Divya M., a 29-year-old architect from the Punjabi Bagh district of West Delhi, says she turned to singing as she went through a period of emotional vulnerability a few years ago. For Noida-based Sumita Mehta, a 70-year-old woman who discovered Buddhist chanting two decades ago, the practice has helped her “realize the power of changing myself.”

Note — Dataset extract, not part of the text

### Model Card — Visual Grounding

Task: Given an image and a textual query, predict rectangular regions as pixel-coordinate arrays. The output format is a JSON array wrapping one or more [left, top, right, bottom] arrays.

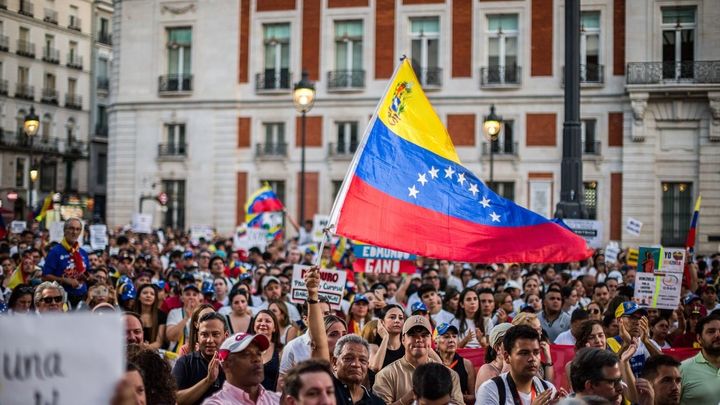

Community song gatherings help members find fellowship and fellowship. Mehta says she has learned to “really listen to others” through this daily practice. Nichiren, who according to Mehta was “a vocal critic of established Buddhist schools” in his day, pointed out the Lotus Sutra, one of the most important texts of Mahayana Buddhism, as a source of enlightenment. Thus, GSO organizes workshops and meetings where members discuss, among other things, the Lotus Sutra. Mahayana Buddhism is one of the two main streams of the religion – Theravada Buddhism is the other – and is the dominant form of faith in China, Japan, South Korea, Bhutan, Nepal and many other parts of the world. many countries in Southeast Asia.
Some mainstream Buddhists are concerned about the emphasis on chanting in Nichiren Buddhism. Geshe Lhakdor, director of the Library of Tibetan Works and Archives at Dharamshala – the home of the Dalai Lama in northern India – says that although he “cannot say that what they are doing is wrong,” an entire religion on the glorification of a “one ritual” is a “big deal”.
But Soka Gakkai International also presents itself as a global solution to problems. Each year, the organization’s president writes a “peace proposal” that explores Buddhist responses to everything from nuclear proliferation to environmental degradation. This, Gangnegi says, helps followers feel “like they’re part of something big.”
To be sure, Nichiren Buddhism remains confined to the towns and villages of India. Most of its marketing is done through word of mouth and through Facebook groups. But in a country where 46 cities have a population of over one million, this still represents a great opportunity for growth. It is not that the expansion of Buddhism is what motivates followers like Roka. She is convinced that singing has changed her for the better. “If I didn’t sing,” she said, “I don’t think I would be as compassionate as I am today.